Esta semana tan especial
Cada año, esta semana que llamamos “santa” viene a alterar el curso normal de un año laboral casi recién estrenado. No voy a referirme a la distorsión casi carnavalesca que afecta a estos días con los panoramas para un fin de semana largo o las ofertas de “vacaciones de semana santa”, sino que me referiré a la profunda alteración que significan estos días que los cristianos celebramos.
Con la entrada de Jesús en Jerusalén -que celebramos hoy, en el llamado “Domingo de Ramos”- se levanta el telón del drama humano, del drama de la vida de cada persona y de todas las personas. Y Dios no es ajeno a este drama, sino que El mismo lo vive en Jesucristo, sometido hasta la muerte.
Es el drama del mal (“pecado” lo llama el Señor Jesús) que parece ejercer impunemente su dominio en los intereses torcidos de quienes buscan la muerte de Jesús, en la dureza y mentiras de los fariseos, en las complicidades de los poderosos, en los silencios culpables, en la traición de un amigo y en las negaciones de otro, en las burlas de un reyezuelo y su corte de aduladores, en la autoridad que se lava las manos, en la cobardía de los amigos que se esconden… Es el drama del inocente condenado y abandonado.
Cambian los tiempos, cambian los personajes y sus nombres, pero el drama está allí, tejiendo su trama de injusticia, de mentiras, traición, oportunismo, corrupción, envidias, silencios cómplices, cobardías, indiferencias, abandonos, etc…
La causa del drama sigue siendo la misma: el pecado de los hombres.

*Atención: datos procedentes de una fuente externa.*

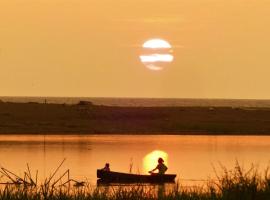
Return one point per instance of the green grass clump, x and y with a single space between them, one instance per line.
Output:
236 184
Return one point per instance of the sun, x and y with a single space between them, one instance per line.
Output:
157 53
157 43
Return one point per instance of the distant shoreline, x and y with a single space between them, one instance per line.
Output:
86 118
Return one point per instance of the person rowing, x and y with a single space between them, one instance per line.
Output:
161 167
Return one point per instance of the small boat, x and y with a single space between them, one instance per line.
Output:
118 177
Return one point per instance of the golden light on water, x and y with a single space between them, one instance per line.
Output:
157 54
150 161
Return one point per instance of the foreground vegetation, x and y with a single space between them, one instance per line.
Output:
236 184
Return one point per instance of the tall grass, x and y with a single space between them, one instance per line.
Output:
235 184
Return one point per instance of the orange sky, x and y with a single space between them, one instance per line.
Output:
92 47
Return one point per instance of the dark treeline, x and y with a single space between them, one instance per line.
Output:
86 118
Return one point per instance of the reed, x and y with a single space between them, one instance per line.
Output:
235 184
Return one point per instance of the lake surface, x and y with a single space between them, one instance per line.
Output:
190 157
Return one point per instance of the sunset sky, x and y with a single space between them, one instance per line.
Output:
92 48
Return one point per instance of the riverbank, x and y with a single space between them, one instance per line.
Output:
86 118
236 184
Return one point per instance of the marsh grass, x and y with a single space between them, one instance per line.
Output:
235 184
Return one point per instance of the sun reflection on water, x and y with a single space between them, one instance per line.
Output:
150 160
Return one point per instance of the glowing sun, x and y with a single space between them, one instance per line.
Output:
157 53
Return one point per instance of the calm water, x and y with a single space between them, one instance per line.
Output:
190 157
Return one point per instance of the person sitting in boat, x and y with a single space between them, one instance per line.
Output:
107 167
161 167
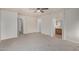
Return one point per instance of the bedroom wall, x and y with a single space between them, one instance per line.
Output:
8 24
29 24
0 25
71 24
47 25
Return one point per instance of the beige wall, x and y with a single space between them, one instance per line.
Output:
8 25
71 24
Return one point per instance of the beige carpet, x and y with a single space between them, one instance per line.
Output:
37 42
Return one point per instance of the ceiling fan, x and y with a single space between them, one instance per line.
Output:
40 10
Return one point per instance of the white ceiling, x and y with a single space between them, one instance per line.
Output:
30 11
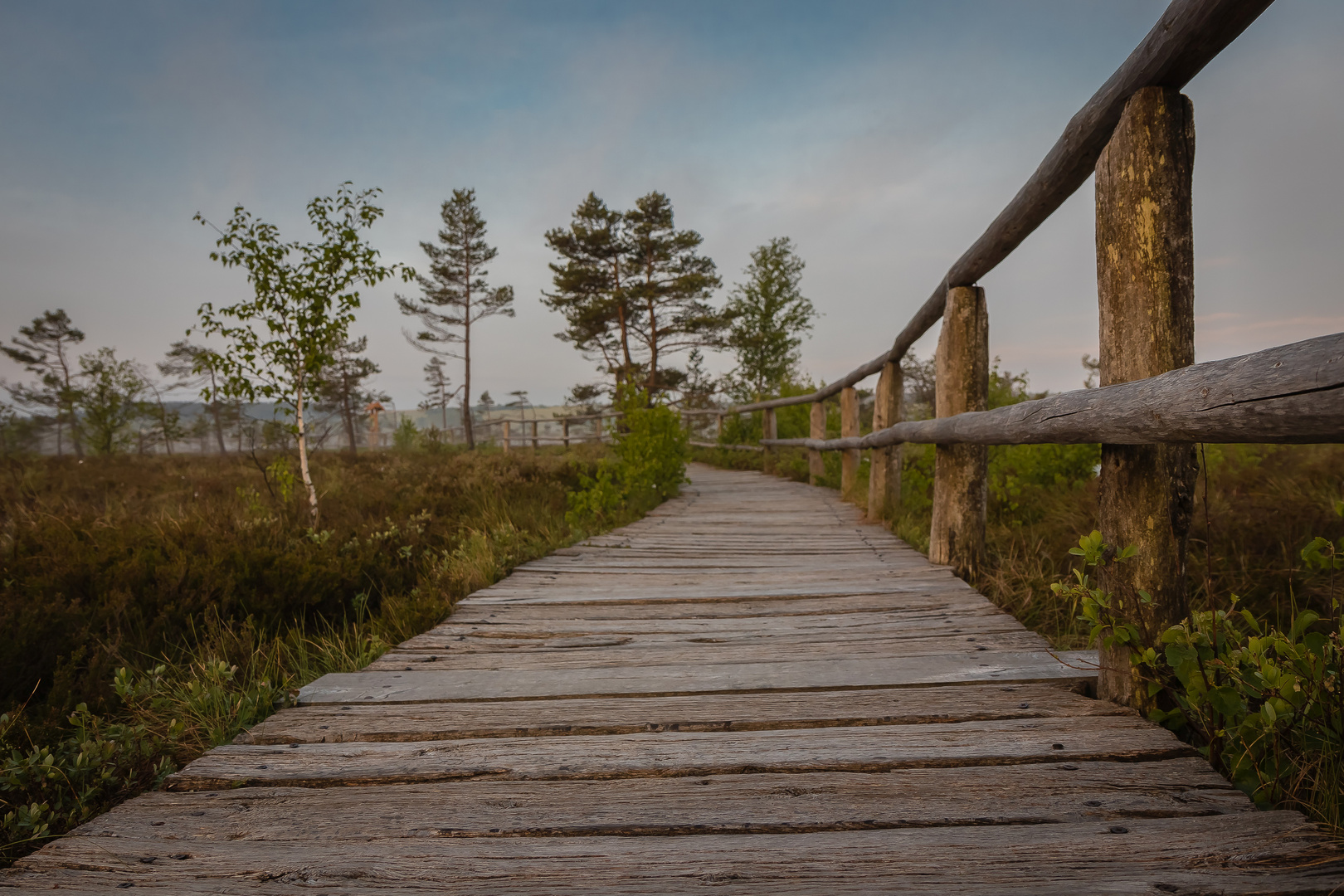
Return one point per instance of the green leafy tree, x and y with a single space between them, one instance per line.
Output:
589 286
197 367
45 348
670 286
342 388
455 293
110 399
304 299
769 317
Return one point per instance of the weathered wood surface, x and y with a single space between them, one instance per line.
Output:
1288 394
1146 295
1186 38
626 744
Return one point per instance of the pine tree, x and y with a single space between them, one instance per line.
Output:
43 348
769 316
340 388
437 395
589 285
197 367
455 293
670 285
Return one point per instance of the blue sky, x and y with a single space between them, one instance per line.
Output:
880 137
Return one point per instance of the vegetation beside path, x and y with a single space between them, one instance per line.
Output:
155 606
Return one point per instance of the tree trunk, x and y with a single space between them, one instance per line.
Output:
957 531
884 464
303 457
1146 282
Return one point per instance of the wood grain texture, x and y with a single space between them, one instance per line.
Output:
537 762
1231 853
1146 293
675 754
344 723
960 479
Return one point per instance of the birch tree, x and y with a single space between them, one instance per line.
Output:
304 299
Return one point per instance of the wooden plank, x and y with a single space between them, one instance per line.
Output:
665 806
507 684
590 653
1231 853
676 754
335 723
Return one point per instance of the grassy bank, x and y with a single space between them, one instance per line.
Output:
1259 692
152 606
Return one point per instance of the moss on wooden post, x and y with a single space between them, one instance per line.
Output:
817 430
884 464
767 430
1147 299
850 457
957 533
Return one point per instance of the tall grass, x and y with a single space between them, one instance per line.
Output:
152 607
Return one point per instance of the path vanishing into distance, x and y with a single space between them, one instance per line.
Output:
749 691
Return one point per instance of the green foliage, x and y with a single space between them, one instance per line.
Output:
407 437
110 401
769 317
650 453
182 568
304 299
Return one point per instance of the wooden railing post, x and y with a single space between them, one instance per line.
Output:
1147 299
957 533
884 464
767 430
816 430
849 427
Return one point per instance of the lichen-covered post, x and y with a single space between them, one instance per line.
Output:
957 533
850 457
1146 290
767 431
816 430
884 462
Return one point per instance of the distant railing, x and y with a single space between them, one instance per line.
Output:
1136 134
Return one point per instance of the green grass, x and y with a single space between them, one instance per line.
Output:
153 607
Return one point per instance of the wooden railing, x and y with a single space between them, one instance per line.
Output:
1136 136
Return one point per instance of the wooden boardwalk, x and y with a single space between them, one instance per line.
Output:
746 692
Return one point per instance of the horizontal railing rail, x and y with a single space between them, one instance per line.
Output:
1291 394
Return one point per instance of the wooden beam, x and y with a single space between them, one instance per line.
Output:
849 429
884 462
817 429
1289 394
957 533
1186 38
767 430
1146 289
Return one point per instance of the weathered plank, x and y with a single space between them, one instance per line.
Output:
335 723
660 806
503 683
679 754
1231 853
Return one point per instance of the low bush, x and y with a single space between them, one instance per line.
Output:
152 607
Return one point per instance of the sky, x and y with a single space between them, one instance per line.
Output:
882 137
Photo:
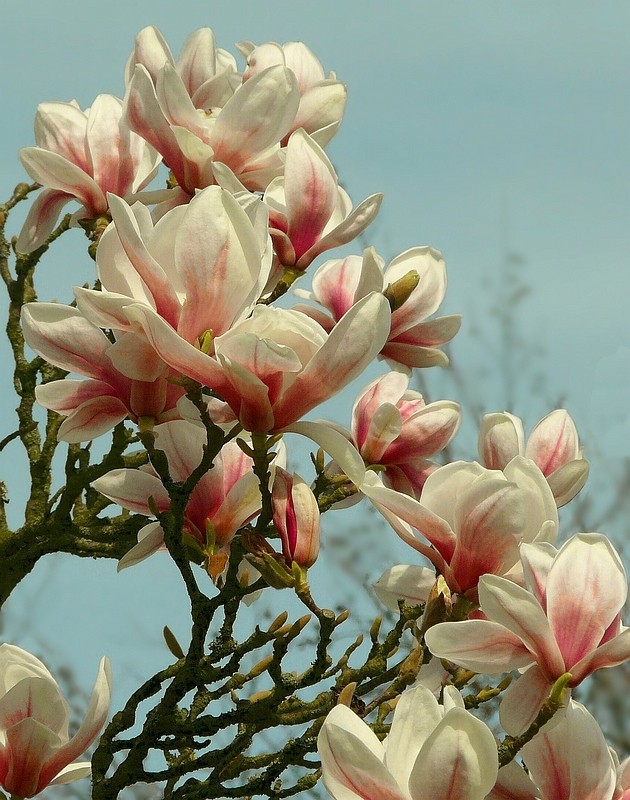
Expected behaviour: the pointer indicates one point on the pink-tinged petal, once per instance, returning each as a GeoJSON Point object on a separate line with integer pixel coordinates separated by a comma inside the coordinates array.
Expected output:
{"type": "Point", "coordinates": [446, 484]}
{"type": "Point", "coordinates": [335, 284]}
{"type": "Point", "coordinates": [143, 114]}
{"type": "Point", "coordinates": [252, 406]}
{"type": "Point", "coordinates": [428, 294]}
{"type": "Point", "coordinates": [29, 745]}
{"type": "Point", "coordinates": [480, 645]}
{"type": "Point", "coordinates": [150, 540]}
{"type": "Point", "coordinates": [176, 104]}
{"type": "Point", "coordinates": [104, 309]}
{"type": "Point", "coordinates": [156, 280]}
{"type": "Point", "coordinates": [135, 358]}
{"type": "Point", "coordinates": [489, 519]}
{"type": "Point", "coordinates": [522, 701]}
{"type": "Point", "coordinates": [353, 225]}
{"type": "Point", "coordinates": [219, 263]}
{"type": "Point", "coordinates": [257, 117]}
{"type": "Point", "coordinates": [458, 761]}
{"type": "Point", "coordinates": [553, 442]}
{"type": "Point", "coordinates": [41, 219]}
{"type": "Point", "coordinates": [73, 772]}
{"type": "Point", "coordinates": [435, 529]}
{"type": "Point", "coordinates": [92, 419]}
{"type": "Point", "coordinates": [132, 488]}
{"type": "Point", "coordinates": [36, 697]}
{"type": "Point", "coordinates": [66, 396]}
{"type": "Point", "coordinates": [541, 507]}
{"type": "Point", "coordinates": [385, 426]}
{"type": "Point", "coordinates": [178, 353]}
{"type": "Point", "coordinates": [150, 50]}
{"type": "Point", "coordinates": [426, 433]}
{"type": "Point", "coordinates": [215, 92]}
{"type": "Point", "coordinates": [62, 336]}
{"type": "Point", "coordinates": [352, 345]}
{"type": "Point", "coordinates": [352, 759]}
{"type": "Point", "coordinates": [432, 333]}
{"type": "Point", "coordinates": [613, 652]}
{"type": "Point", "coordinates": [389, 389]}
{"type": "Point", "coordinates": [55, 172]}
{"type": "Point", "coordinates": [586, 588]}
{"type": "Point", "coordinates": [197, 62]}
{"type": "Point", "coordinates": [322, 106]}
{"type": "Point", "coordinates": [310, 185]}
{"type": "Point", "coordinates": [571, 758]}
{"type": "Point", "coordinates": [568, 480]}
{"type": "Point", "coordinates": [515, 608]}
{"type": "Point", "coordinates": [501, 437]}
{"type": "Point", "coordinates": [537, 560]}
{"type": "Point", "coordinates": [304, 63]}
{"type": "Point", "coordinates": [105, 142]}
{"type": "Point", "coordinates": [61, 128]}
{"type": "Point", "coordinates": [335, 444]}
{"type": "Point", "coordinates": [97, 713]}
{"type": "Point", "coordinates": [241, 503]}
{"type": "Point", "coordinates": [410, 355]}
{"type": "Point", "coordinates": [407, 581]}
{"type": "Point", "coordinates": [513, 783]}
{"type": "Point", "coordinates": [416, 716]}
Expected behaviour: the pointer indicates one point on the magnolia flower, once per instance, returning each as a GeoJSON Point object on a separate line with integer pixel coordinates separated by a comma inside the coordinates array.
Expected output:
{"type": "Point", "coordinates": [413, 340]}
{"type": "Point", "coordinates": [225, 498]}
{"type": "Point", "coordinates": [309, 212]}
{"type": "Point", "coordinates": [202, 266]}
{"type": "Point", "coordinates": [568, 758]}
{"type": "Point", "coordinates": [82, 155]}
{"type": "Point", "coordinates": [322, 99]}
{"type": "Point", "coordinates": [196, 114]}
{"type": "Point", "coordinates": [553, 445]}
{"type": "Point", "coordinates": [35, 748]}
{"type": "Point", "coordinates": [394, 427]}
{"type": "Point", "coordinates": [296, 517]}
{"type": "Point", "coordinates": [432, 751]}
{"type": "Point", "coordinates": [277, 365]}
{"type": "Point", "coordinates": [471, 520]}
{"type": "Point", "coordinates": [567, 619]}
{"type": "Point", "coordinates": [125, 378]}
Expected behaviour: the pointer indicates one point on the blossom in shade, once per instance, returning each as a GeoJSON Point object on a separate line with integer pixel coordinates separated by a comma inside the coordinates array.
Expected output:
{"type": "Point", "coordinates": [278, 364]}
{"type": "Point", "coordinates": [296, 517]}
{"type": "Point", "coordinates": [322, 98]}
{"type": "Point", "coordinates": [82, 155]}
{"type": "Point", "coordinates": [565, 619]}
{"type": "Point", "coordinates": [394, 427]}
{"type": "Point", "coordinates": [553, 445]}
{"type": "Point", "coordinates": [224, 499]}
{"type": "Point", "coordinates": [432, 751]}
{"type": "Point", "coordinates": [35, 748]}
{"type": "Point", "coordinates": [470, 520]}
{"type": "Point", "coordinates": [309, 212]}
{"type": "Point", "coordinates": [569, 757]}
{"type": "Point", "coordinates": [413, 340]}
{"type": "Point", "coordinates": [125, 378]}
{"type": "Point", "coordinates": [198, 112]}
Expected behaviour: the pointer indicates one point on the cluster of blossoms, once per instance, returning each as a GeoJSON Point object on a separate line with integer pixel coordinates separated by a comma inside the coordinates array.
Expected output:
{"type": "Point", "coordinates": [180, 337]}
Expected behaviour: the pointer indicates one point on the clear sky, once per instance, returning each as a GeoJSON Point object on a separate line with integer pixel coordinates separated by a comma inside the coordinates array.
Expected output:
{"type": "Point", "coordinates": [489, 125]}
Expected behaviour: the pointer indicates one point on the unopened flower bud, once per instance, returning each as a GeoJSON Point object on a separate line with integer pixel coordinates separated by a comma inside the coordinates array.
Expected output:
{"type": "Point", "coordinates": [296, 517]}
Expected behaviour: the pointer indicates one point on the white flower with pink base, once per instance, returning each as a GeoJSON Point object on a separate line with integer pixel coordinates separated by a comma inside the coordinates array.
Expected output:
{"type": "Point", "coordinates": [566, 619]}
{"type": "Point", "coordinates": [36, 750]}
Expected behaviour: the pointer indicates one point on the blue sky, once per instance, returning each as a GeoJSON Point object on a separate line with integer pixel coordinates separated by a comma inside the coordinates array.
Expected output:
{"type": "Point", "coordinates": [488, 125]}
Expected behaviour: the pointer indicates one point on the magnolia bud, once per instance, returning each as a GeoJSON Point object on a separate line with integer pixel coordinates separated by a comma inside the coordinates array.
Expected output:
{"type": "Point", "coordinates": [296, 517]}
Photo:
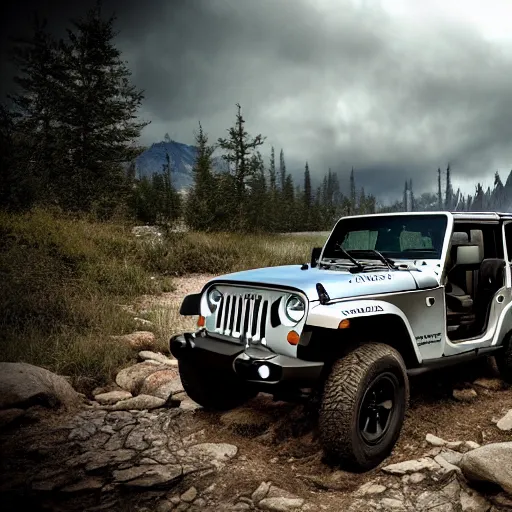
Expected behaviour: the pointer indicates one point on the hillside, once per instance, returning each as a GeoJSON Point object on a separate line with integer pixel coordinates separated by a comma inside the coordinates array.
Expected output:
{"type": "Point", "coordinates": [181, 157]}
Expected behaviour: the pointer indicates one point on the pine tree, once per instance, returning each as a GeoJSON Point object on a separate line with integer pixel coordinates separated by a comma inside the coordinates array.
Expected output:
{"type": "Point", "coordinates": [201, 210]}
{"type": "Point", "coordinates": [449, 191]}
{"type": "Point", "coordinates": [282, 170]}
{"type": "Point", "coordinates": [239, 148]}
{"type": "Point", "coordinates": [308, 198]}
{"type": "Point", "coordinates": [439, 191]}
{"type": "Point", "coordinates": [353, 206]}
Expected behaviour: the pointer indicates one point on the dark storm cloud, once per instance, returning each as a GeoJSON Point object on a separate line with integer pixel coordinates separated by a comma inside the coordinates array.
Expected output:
{"type": "Point", "coordinates": [337, 83]}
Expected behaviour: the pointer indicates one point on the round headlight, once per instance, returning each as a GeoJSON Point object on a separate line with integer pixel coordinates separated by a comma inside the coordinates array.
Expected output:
{"type": "Point", "coordinates": [214, 298]}
{"type": "Point", "coordinates": [295, 308]}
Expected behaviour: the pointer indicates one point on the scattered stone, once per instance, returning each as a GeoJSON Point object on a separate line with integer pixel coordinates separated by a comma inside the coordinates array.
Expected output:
{"type": "Point", "coordinates": [23, 385]}
{"type": "Point", "coordinates": [140, 402]}
{"type": "Point", "coordinates": [158, 379]}
{"type": "Point", "coordinates": [490, 463]}
{"type": "Point", "coordinates": [169, 389]}
{"type": "Point", "coordinates": [452, 457]}
{"type": "Point", "coordinates": [491, 384]}
{"type": "Point", "coordinates": [472, 502]}
{"type": "Point", "coordinates": [370, 488]}
{"type": "Point", "coordinates": [190, 495]}
{"type": "Point", "coordinates": [411, 466]}
{"type": "Point", "coordinates": [143, 322]}
{"type": "Point", "coordinates": [147, 355]}
{"type": "Point", "coordinates": [82, 433]}
{"type": "Point", "coordinates": [392, 504]}
{"type": "Point", "coordinates": [446, 466]}
{"type": "Point", "coordinates": [281, 504]}
{"type": "Point", "coordinates": [138, 340]}
{"type": "Point", "coordinates": [505, 423]}
{"type": "Point", "coordinates": [465, 395]}
{"type": "Point", "coordinates": [84, 484]}
{"type": "Point", "coordinates": [132, 378]}
{"type": "Point", "coordinates": [261, 492]}
{"type": "Point", "coordinates": [434, 440]}
{"type": "Point", "coordinates": [112, 397]}
{"type": "Point", "coordinates": [9, 416]}
{"type": "Point", "coordinates": [416, 478]}
{"type": "Point", "coordinates": [217, 453]}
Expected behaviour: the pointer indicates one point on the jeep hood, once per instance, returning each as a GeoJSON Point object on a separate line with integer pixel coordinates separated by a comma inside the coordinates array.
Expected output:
{"type": "Point", "coordinates": [338, 284]}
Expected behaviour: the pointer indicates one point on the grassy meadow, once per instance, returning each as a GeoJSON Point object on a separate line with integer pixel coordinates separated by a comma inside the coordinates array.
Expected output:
{"type": "Point", "coordinates": [63, 282]}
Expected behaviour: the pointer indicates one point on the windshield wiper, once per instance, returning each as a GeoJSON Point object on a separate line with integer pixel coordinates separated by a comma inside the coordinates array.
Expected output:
{"type": "Point", "coordinates": [390, 263]}
{"type": "Point", "coordinates": [349, 257]}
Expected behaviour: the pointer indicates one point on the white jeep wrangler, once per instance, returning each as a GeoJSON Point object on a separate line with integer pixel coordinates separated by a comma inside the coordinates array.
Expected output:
{"type": "Point", "coordinates": [388, 296]}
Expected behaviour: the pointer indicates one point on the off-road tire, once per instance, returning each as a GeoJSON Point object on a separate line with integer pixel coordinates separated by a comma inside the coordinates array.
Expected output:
{"type": "Point", "coordinates": [504, 361]}
{"type": "Point", "coordinates": [214, 390]}
{"type": "Point", "coordinates": [345, 388]}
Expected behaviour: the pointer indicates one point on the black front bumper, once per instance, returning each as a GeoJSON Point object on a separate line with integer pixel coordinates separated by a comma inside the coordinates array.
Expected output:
{"type": "Point", "coordinates": [205, 351]}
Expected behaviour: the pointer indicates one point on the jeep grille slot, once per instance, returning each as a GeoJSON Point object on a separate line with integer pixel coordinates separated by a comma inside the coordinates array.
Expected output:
{"type": "Point", "coordinates": [242, 316]}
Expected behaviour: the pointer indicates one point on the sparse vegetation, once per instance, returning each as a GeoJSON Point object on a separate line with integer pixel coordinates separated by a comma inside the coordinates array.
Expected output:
{"type": "Point", "coordinates": [64, 281]}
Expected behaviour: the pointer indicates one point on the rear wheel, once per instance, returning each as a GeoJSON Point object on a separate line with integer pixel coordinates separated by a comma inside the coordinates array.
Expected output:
{"type": "Point", "coordinates": [214, 390]}
{"type": "Point", "coordinates": [363, 407]}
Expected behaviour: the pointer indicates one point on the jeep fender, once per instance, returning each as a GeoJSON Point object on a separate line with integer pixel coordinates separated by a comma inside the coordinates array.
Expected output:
{"type": "Point", "coordinates": [329, 316]}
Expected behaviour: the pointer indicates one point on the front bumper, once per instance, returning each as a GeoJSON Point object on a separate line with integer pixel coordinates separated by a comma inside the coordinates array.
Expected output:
{"type": "Point", "coordinates": [205, 351]}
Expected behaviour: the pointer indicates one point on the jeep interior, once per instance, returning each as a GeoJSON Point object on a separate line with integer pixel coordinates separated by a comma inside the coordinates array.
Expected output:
{"type": "Point", "coordinates": [475, 272]}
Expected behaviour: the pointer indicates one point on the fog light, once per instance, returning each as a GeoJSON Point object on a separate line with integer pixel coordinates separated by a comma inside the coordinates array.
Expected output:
{"type": "Point", "coordinates": [263, 371]}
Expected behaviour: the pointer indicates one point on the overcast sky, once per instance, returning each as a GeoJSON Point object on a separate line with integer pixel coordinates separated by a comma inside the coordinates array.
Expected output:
{"type": "Point", "coordinates": [394, 88]}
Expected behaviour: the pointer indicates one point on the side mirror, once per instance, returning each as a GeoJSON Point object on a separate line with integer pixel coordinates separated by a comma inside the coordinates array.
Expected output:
{"type": "Point", "coordinates": [468, 255]}
{"type": "Point", "coordinates": [315, 256]}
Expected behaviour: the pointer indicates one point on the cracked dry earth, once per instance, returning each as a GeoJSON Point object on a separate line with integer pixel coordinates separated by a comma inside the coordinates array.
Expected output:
{"type": "Point", "coordinates": [263, 456]}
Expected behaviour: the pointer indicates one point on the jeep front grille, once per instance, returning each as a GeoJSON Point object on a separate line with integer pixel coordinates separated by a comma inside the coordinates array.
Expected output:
{"type": "Point", "coordinates": [242, 315]}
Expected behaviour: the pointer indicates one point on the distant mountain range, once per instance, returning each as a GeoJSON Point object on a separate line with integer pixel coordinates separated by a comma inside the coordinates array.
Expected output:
{"type": "Point", "coordinates": [182, 158]}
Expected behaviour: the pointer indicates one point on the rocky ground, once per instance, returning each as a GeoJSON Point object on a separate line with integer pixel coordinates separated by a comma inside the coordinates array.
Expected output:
{"type": "Point", "coordinates": [141, 444]}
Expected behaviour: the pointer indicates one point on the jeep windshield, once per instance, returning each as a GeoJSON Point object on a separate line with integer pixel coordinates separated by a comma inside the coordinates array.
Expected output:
{"type": "Point", "coordinates": [383, 239]}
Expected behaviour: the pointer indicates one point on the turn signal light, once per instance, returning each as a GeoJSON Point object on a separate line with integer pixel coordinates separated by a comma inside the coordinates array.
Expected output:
{"type": "Point", "coordinates": [344, 324]}
{"type": "Point", "coordinates": [293, 338]}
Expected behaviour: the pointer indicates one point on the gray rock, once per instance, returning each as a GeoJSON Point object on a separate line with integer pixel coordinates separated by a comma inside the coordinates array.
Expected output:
{"type": "Point", "coordinates": [131, 378]}
{"type": "Point", "coordinates": [190, 495]}
{"type": "Point", "coordinates": [465, 395]}
{"type": "Point", "coordinates": [9, 416]}
{"type": "Point", "coordinates": [490, 463]}
{"type": "Point", "coordinates": [140, 402]}
{"type": "Point", "coordinates": [112, 397]}
{"type": "Point", "coordinates": [135, 440]}
{"type": "Point", "coordinates": [434, 440]}
{"type": "Point", "coordinates": [146, 355]}
{"type": "Point", "coordinates": [261, 492]}
{"type": "Point", "coordinates": [370, 488]}
{"type": "Point", "coordinates": [23, 385]}
{"type": "Point", "coordinates": [138, 340]}
{"type": "Point", "coordinates": [411, 466]}
{"type": "Point", "coordinates": [505, 423]}
{"type": "Point", "coordinates": [156, 475]}
{"type": "Point", "coordinates": [392, 504]}
{"type": "Point", "coordinates": [472, 502]}
{"type": "Point", "coordinates": [82, 433]}
{"type": "Point", "coordinates": [281, 504]}
{"type": "Point", "coordinates": [216, 453]}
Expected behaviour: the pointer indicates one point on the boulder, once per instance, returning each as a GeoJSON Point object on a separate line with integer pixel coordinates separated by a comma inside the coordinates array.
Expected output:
{"type": "Point", "coordinates": [23, 385]}
{"type": "Point", "coordinates": [490, 463]}
{"type": "Point", "coordinates": [138, 340]}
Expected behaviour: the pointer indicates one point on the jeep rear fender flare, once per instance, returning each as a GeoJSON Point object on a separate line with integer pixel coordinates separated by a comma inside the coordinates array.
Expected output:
{"type": "Point", "coordinates": [330, 315]}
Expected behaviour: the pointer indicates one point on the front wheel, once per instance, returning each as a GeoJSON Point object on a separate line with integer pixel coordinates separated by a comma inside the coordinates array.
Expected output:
{"type": "Point", "coordinates": [214, 390]}
{"type": "Point", "coordinates": [363, 407]}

Y en Jesús, Dios mismo se somete a este drama para vencerlo en su propio terreno.
El centro de la celebración pascual de estos días es que el drama humano del pecado no tiene la última palabra, sino que ésta pertenece a Dios. Esta última palabra es la resurrección del Señor Jesús, vencedor del pecado y de la muerte. Esta es la esperanza que nos anima y es el centro de nuestra celebración de estos días: en el Señor Jesús y con El, Dios nos hace vencedores en el drama humano.
Por eso, al celebrar Semana Santa, hacemos memoria de los acontecimientos ocurridos con el Señor Jesús hace veinte siglos en Jerusalén, pero nuestra celebración va del recuerdo de lo sucedido a la presencia viva y actuante del Señor Jesús que nos invita a entrar con El a ese Jerusalén de hoy que es nuestra vida y nuestro mundo. Nos invita a reconocer los roles que hoy representamos en el drama humano del pecado, nos invita a morir con El al pecado para participar de esa vida nueva que sólo Dios puede dar, así nos invita a ser testigos y constructores de una vida nueva y de un mundo nuevo.
Creer en la resurrección del Señor Jesús es aceptar lo que parece imposible como programa de vida, es descubrir que lo imposible forma parte de lo real y, por tanto, es no aceptar que el mundo siga adelante de la misma manera y reproduciendo impunemente el drama humano del pecado. Entonces, lo que ocurre es que el Señor Jesús en su muerte y resurrección viene a alterar profundamente la vida de las personas, viene a cambiarlo todo, viene a hacer nuevas todas las cosas.
En estos días, entonces, no se trata de una rápida incursión en el panorama religioso para luego volver a la vida “normal”, o dedicarse a unas prácticas no excesivamente comprometedoras para, luego, volver a las adormecedoras esclavitudes de siempre.
No es posible celebrar la Pascua si no estamos dispuestos a revisar y cambiar nuestra escala de valores y estilo de vida: esta es la alteración que el Señor Jesús trae a la vida de los hombres y mujeres con su muerte y resurrección.